Latvia’s Government Sells National Currency

The Latvian Government sold lati after the currency reached its trading band limit, being the first sell since the month of November, as the nation moved closer to get the next tranche of a billionaire loan to rescue the weakened Baltic economy.
According to the Latvian central bank website, 111.7 milion lati were sold to private financial institutions in order to prevent the lats currency rally to continue. The amount sold, equivalent to $222.6 milion, helped the euro to strengthen 0.7 against the lats, which has its limits artificially controlled within a trading band, a requirement for the Baltic nation to adopt the euro during the next years. Latvia is immersed in the most severe recession since its independence from the Soviet Union, and the government is struggling to avoid bankruptcy, cutting its budget sequentially, in order to get the necessary loans to rescue the economy and avoid a financial chaos in Latvia.

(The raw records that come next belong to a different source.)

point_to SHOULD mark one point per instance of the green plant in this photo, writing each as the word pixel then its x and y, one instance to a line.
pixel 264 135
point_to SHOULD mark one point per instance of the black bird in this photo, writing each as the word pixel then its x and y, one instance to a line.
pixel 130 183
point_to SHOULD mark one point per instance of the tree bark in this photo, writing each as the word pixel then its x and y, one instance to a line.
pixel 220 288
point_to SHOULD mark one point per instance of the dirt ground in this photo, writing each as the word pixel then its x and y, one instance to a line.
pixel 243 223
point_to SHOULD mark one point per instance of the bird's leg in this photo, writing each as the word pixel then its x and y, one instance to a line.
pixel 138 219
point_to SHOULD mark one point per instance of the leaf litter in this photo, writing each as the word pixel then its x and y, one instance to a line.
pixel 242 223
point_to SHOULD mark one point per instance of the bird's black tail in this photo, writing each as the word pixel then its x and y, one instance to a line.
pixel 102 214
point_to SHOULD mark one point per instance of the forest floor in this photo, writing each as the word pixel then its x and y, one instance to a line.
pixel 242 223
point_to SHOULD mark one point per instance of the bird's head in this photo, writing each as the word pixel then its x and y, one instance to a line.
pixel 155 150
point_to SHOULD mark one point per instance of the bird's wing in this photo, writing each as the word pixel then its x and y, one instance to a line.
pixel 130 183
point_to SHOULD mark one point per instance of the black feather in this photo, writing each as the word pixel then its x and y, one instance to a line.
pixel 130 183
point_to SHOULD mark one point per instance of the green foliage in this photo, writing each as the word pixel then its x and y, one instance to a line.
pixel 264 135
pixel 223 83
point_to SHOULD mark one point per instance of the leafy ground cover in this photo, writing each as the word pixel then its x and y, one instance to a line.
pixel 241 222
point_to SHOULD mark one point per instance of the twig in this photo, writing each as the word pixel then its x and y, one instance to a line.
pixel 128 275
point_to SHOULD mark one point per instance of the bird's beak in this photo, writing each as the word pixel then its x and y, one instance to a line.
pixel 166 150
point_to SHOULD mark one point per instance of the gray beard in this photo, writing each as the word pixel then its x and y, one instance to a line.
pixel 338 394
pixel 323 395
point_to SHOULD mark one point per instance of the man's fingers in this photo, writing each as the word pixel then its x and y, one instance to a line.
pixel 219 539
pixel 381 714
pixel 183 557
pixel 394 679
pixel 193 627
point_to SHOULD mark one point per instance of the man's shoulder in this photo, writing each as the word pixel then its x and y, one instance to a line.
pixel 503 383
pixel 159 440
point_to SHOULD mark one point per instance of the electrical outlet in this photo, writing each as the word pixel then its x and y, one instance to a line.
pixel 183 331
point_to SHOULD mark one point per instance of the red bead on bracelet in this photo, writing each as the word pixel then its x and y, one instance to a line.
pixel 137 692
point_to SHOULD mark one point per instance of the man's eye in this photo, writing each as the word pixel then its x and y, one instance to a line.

Currently the lat is pegged to the euro with a very limited fluctuation band, but since Latvia has been struck with the most severe recession among the European Union countries, the government has been forced to ask for external financial help, which came of course, followed by a series of requirements from international financial institutions to rescue Latvia with billionaire loans. According to specialists, the mid-term future of the Baltic nation will remain grim, as the annualized numbers for the country’s economy show that it has contracted 18 percent in the first quarter.
EUR/LVL climbed to 0.7025 from 0.6963 as of 11.13 a.m. GMT.